Dans Le cercle fermé, de Martine Feipel et Jean Bechameil au pavillon luxembourgeois de la Cà del Duca, l’itinéraire suit la logique des cinq pièces. Cependant les frontières de l’espace s’ouvrent à un regard démultiplié entre« Wunderkammerkabinett » et architecture illusionniste des palais de miroirs qui désorientent la vision du spectateur. Le spectateur est fasciné par la perfection de la transformation du lieu où l’architecture de l’installation devient comme le négatif voire l’empreinte d’une absence qui dans sa blancheur renvoie à la plénitude et la complexité des points de vues en référence à l’histoire de Venise et à d’autres représentations architecturales et artistiques. L’envers de la déconstruction est une mise en scène ludique habilement agencée qui suggère des nouvelles lectures qui émanent des relations que ce lieu, réinventé et revisité, incarne au niveau esthétique, social et culturel.
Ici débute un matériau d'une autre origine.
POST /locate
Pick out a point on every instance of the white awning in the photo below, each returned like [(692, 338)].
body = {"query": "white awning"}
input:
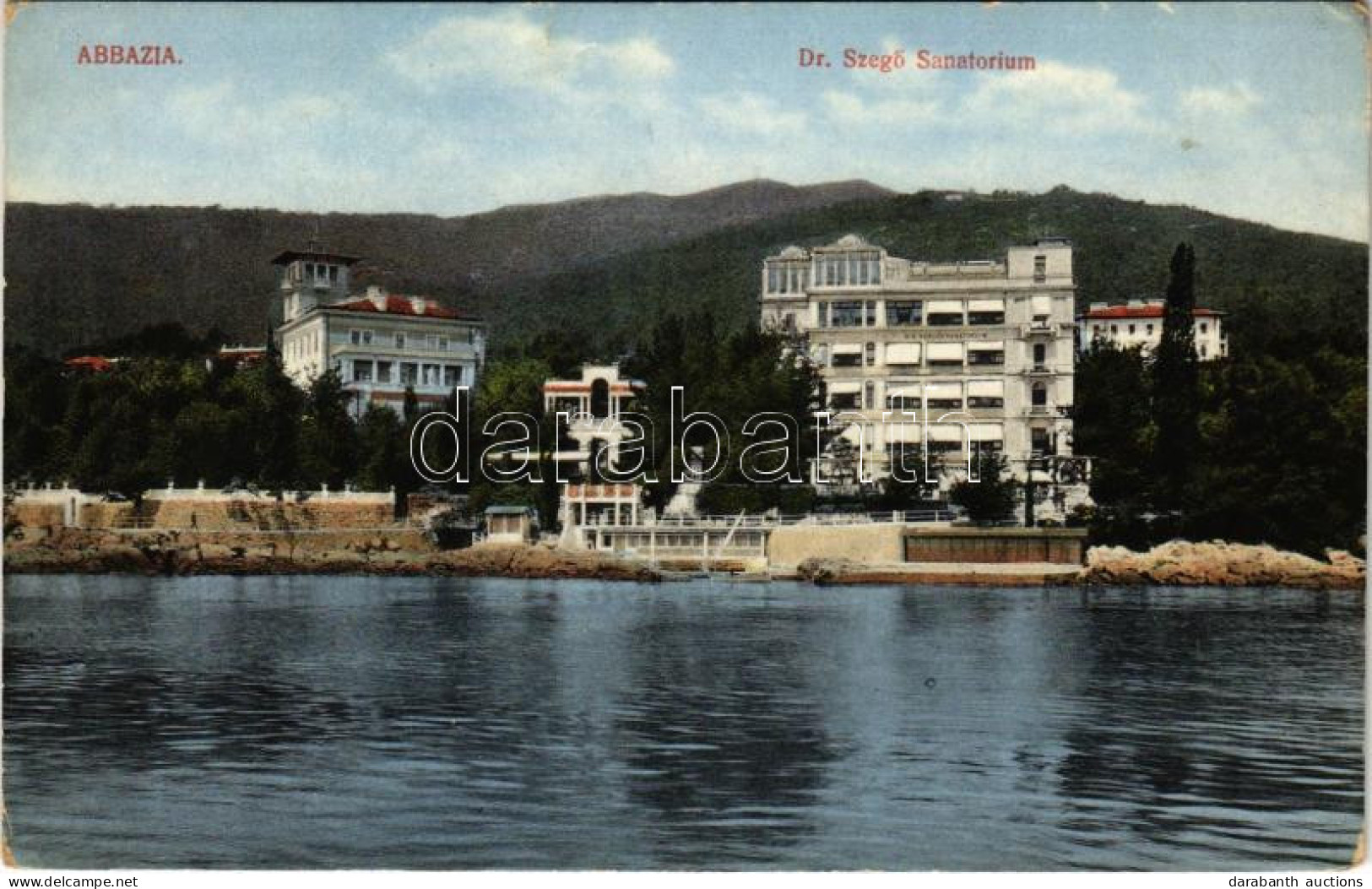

Si chez Feipel et Bechameil l’investissement métaphorique du lieu est plus esthétique que politique, en revanche, dans l’œuvre intitulée Crystal of Resistance, de l’artiste suisse Thomas Hirschhorn, le lieu pour lequel il choisit la métaphore de la cabane se transforme, si on regarde de près, en cabinet des horreurs demandant au spectateur de pouvoir s’en distancier et résister à la société de consommation, du spectacle et de la violence.
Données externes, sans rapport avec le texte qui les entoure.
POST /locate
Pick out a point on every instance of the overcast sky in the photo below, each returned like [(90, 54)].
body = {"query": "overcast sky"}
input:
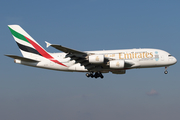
[(28, 93)]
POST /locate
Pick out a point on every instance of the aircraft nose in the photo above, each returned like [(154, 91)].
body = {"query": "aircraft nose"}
[(175, 60)]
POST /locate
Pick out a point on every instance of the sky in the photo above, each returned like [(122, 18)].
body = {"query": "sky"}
[(28, 93)]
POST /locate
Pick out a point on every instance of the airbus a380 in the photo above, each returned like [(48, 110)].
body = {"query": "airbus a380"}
[(94, 63)]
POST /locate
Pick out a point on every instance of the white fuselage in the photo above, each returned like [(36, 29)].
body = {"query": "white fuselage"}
[(139, 58)]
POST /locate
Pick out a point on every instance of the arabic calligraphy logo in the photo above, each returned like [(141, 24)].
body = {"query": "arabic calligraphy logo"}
[(97, 58), (156, 56)]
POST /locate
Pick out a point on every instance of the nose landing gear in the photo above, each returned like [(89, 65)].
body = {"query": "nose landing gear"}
[(165, 72), (95, 75)]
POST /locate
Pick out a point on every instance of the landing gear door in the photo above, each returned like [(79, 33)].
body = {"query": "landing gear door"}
[(162, 57)]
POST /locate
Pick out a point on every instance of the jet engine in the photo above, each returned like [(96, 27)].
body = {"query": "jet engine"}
[(117, 64), (97, 59)]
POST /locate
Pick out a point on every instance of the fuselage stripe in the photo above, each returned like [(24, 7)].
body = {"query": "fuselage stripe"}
[(43, 52)]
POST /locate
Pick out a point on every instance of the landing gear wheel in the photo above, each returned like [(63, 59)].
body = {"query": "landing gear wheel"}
[(166, 72), (88, 75)]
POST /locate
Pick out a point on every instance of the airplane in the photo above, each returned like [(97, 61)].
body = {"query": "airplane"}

L’accumulation d’images et d’objets reflétant notre société voyeuriste devient une énorme sculpture-installation qui prend la forme d’un cristal mais qui reprend l’esthétique de l’assemblage des abris de fortune chère à Hirschhorn. Comme toujours dans ses installations le spectateur est bombardé de commentaires, de positions critiques, de mots et d’images qui l’aident à devenir conscient du processus artistique exprimé ici par l’image du cristal qui, selon l’artiste, est ce qui « lie et illumine tout » et qui fait resurgir, grâce aux détails de chaque facette, la vérité des choses.
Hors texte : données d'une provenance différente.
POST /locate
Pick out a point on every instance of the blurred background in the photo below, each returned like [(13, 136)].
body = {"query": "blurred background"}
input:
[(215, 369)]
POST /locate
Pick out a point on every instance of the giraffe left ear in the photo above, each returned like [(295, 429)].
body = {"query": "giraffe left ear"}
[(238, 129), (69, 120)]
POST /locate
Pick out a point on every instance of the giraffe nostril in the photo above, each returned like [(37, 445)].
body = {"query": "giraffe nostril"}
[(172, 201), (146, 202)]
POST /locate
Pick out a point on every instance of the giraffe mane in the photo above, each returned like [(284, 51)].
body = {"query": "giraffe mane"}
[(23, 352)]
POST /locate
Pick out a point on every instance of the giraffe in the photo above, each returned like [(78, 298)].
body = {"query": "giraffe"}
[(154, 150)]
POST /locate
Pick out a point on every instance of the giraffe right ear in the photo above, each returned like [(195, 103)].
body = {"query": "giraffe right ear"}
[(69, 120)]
Voici donc qu’un autre pavillon national, de plus représenté par un artiste qui avait refusé pendant de nombreuses années de vivre en Suisse, pose les vraies questions de l’engagement de l’artiste et de la réception de l’œuvre d’art où l’illumination à travers le spéculaire et le spectaculaire du quotidien, n’est rien d’autre que la voie vers la résistance, la seule condition pour que l’art puisse exister.